1. Add the two's complement of the subtrahend to the minuend:

   11111 (minuend)
   + 00111 (two's complement of subtrahend)
   ------
   11000 (result in binary)

3. The result is 11000 in binary, which is 24 in decimal.

Example 6: Subtract 1010 from 11100.

1. Convert the subtrahend to its two's complement:

• Invert all bits: 1010 becomes 0101.
• Add 1: 0101 + 0001 = 0110.

1. Add the two's complement of the subtrahend to the minuend:

   11100 (minuend)
   + 0110 (two's complement of subtrahend)
   ------
   10010 (result in binary)

3. The result is 10010 in binary, which is 18 in decimal.

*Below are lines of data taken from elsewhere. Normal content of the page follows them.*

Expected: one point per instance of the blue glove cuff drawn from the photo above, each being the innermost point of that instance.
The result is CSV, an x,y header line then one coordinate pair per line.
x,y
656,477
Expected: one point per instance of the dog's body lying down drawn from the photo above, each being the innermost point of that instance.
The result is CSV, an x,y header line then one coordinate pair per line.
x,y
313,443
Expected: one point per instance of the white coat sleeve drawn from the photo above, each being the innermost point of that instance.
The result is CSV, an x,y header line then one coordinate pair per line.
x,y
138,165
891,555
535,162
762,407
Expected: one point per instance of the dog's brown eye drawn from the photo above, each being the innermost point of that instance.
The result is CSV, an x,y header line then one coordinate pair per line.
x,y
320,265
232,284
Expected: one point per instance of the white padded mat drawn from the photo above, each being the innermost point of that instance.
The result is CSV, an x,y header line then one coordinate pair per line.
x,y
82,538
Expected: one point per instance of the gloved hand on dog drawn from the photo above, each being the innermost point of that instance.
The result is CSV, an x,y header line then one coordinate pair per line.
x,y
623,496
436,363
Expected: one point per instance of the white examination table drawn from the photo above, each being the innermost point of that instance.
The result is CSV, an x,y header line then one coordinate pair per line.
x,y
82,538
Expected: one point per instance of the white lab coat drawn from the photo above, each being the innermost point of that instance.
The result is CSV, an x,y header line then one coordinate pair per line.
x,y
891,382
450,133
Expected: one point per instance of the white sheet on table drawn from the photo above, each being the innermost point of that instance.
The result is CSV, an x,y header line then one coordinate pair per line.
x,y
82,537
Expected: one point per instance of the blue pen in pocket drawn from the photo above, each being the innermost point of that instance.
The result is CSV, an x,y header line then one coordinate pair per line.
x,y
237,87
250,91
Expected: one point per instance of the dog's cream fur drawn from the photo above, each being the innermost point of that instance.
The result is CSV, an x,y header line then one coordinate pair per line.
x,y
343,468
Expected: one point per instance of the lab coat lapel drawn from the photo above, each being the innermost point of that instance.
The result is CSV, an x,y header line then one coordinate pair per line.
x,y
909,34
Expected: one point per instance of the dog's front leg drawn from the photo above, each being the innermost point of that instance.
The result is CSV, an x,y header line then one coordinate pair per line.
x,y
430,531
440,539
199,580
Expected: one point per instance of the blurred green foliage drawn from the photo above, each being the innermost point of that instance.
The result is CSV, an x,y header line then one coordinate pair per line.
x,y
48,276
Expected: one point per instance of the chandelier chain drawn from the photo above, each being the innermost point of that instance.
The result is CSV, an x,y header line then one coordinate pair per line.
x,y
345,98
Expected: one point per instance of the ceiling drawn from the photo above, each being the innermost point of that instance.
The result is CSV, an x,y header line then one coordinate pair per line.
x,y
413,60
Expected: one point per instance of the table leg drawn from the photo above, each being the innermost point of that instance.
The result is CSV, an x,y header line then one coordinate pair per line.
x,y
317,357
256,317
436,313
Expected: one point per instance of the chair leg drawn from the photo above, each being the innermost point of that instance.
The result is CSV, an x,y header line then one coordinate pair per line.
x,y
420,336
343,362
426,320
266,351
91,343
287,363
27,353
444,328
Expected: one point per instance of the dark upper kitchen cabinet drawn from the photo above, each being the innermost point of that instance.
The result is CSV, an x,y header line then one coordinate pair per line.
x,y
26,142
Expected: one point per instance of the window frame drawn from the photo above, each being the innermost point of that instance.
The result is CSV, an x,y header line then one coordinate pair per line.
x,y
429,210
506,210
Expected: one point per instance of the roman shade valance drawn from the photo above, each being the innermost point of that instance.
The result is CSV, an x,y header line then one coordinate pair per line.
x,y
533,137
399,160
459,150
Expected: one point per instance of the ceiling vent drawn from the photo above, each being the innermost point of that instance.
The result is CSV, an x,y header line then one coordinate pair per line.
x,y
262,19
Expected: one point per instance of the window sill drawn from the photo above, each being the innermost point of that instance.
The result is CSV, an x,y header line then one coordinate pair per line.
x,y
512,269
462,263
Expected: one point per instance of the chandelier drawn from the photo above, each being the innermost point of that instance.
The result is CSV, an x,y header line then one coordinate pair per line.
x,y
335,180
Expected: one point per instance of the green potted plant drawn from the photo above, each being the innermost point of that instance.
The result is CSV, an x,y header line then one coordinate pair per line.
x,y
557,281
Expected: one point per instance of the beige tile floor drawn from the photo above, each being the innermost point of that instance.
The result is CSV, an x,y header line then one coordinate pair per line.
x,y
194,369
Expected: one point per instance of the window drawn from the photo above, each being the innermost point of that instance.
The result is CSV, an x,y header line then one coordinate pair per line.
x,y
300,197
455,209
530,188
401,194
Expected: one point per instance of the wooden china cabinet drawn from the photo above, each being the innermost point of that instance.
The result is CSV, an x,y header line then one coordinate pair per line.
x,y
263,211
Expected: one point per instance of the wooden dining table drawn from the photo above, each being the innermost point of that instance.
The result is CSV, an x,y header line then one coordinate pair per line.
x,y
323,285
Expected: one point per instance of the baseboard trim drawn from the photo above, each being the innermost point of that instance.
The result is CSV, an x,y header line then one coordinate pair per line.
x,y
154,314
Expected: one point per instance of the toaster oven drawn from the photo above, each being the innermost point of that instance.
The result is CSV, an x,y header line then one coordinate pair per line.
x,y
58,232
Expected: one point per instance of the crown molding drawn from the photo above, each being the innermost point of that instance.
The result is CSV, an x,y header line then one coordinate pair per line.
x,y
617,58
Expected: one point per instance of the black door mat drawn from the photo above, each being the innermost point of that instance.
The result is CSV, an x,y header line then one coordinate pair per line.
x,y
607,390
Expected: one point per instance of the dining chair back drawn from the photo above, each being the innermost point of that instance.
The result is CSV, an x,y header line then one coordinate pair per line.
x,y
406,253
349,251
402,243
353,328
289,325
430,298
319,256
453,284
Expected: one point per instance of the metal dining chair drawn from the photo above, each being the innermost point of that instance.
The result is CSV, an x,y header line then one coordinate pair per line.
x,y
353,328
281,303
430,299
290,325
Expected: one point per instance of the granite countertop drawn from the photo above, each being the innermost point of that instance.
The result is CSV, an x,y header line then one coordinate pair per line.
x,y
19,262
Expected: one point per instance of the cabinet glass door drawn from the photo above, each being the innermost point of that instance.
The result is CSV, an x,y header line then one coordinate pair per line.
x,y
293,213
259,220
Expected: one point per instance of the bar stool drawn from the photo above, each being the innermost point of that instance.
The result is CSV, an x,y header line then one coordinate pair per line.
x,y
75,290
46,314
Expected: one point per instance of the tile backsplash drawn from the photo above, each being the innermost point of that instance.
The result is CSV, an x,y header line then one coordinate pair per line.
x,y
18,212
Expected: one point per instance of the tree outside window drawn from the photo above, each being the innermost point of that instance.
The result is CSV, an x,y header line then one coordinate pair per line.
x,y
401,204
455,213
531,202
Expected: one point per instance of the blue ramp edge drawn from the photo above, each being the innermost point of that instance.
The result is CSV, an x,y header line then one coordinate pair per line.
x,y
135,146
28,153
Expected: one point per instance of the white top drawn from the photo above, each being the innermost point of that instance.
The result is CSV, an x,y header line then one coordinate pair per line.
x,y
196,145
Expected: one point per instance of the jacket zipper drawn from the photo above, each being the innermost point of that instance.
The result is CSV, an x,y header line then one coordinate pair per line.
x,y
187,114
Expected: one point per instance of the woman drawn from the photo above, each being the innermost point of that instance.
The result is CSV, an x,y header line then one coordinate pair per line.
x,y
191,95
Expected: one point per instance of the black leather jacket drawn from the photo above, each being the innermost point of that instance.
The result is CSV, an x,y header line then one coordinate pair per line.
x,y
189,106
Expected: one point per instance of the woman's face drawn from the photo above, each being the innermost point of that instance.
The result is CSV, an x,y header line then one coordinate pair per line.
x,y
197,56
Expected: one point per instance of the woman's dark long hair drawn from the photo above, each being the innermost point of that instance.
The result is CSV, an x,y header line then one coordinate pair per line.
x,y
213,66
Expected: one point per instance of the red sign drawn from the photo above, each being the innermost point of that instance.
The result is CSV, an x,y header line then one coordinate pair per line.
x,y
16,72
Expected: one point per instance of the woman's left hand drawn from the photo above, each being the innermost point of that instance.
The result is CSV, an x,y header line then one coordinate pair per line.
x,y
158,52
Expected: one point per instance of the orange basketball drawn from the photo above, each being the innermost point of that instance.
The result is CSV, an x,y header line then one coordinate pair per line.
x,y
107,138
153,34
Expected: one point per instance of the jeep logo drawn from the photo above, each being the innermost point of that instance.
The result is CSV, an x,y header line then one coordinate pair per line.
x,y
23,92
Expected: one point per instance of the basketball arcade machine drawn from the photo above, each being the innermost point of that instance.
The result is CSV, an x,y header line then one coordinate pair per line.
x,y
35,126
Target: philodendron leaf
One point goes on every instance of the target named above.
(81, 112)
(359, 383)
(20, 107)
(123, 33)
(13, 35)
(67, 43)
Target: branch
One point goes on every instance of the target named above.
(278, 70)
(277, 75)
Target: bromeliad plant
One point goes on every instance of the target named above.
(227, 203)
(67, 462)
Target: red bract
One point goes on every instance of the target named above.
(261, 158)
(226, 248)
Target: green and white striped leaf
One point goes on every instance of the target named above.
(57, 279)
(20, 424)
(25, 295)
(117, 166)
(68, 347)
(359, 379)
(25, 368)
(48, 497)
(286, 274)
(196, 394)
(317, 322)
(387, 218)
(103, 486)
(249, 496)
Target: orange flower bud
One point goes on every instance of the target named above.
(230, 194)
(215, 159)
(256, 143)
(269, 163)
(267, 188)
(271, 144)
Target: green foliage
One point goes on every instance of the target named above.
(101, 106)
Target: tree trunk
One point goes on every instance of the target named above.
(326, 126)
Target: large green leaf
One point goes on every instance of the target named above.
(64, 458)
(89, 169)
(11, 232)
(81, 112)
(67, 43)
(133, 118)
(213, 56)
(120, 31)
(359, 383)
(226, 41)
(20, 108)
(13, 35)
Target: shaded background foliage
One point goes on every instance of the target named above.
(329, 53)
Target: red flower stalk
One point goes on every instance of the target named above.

Example 7: Subtract 1111 from 10101.

1. Convert the subtrahend to its two's complement:

• Invert all bits: 1111 becomes 0000.
• Add 1: 0000 + 0001 = 0001.

1. Add the two's complement of the subtrahend to the minuend:

   10101 (minuend)
   + 0001 (two's complement of subtrahend)
   ------
   10100 (result in binary)

3. The result is 10100 in binary, which is 20 in decimal.

Example 8: Subtract 11010 from 101010.

1. Convert the subtrahend to its two's complement:

• Invert all bits: 11010 becomes 00101.
• Add 1: 00101 + 0001 = 00110.

1. Add the two's complement of the subtrahend to the minuend:

   101010 (minuend)
   + 00110 (two's complement of subtrahend)
   ------
   111100 (result in binary)

3. The result is 111100 in binary, which is 60 in decimal.

Example 9: Subtract 1101 from 11110.

1. Convert the subtrahend to its two's complement:

• Invert all bits: 1101 becomes 0010.
• Add 1: 0010 + 0001 = 0011.

1. Add the two's complement of the subtrahend to the minuend:

   11110 (minuend)
   + 0011 (two's complement of subtrahend)
   ------
   10111 (result in binary)

3. The result is 10111 in binary, which is 23 in decimal.

Example 10: Subtract 10100 from 111000.

1. Convert the subtrahend to its two's complement:

• Invert all bits: 10100 becomes 01011.
• Add 1: 01011 + 0001 = 01100.

1. Add the two's complement of the subtrahend to the minuend:

   111000 (minuend)
   + 01100 (two's complement of subtrahend)
   ------
   011100 (result in binary)

3. The result is 011100 in binary, which is 28 in decimal.

These examples demonstrate the process of subtracting binary numbers using the two's complement method.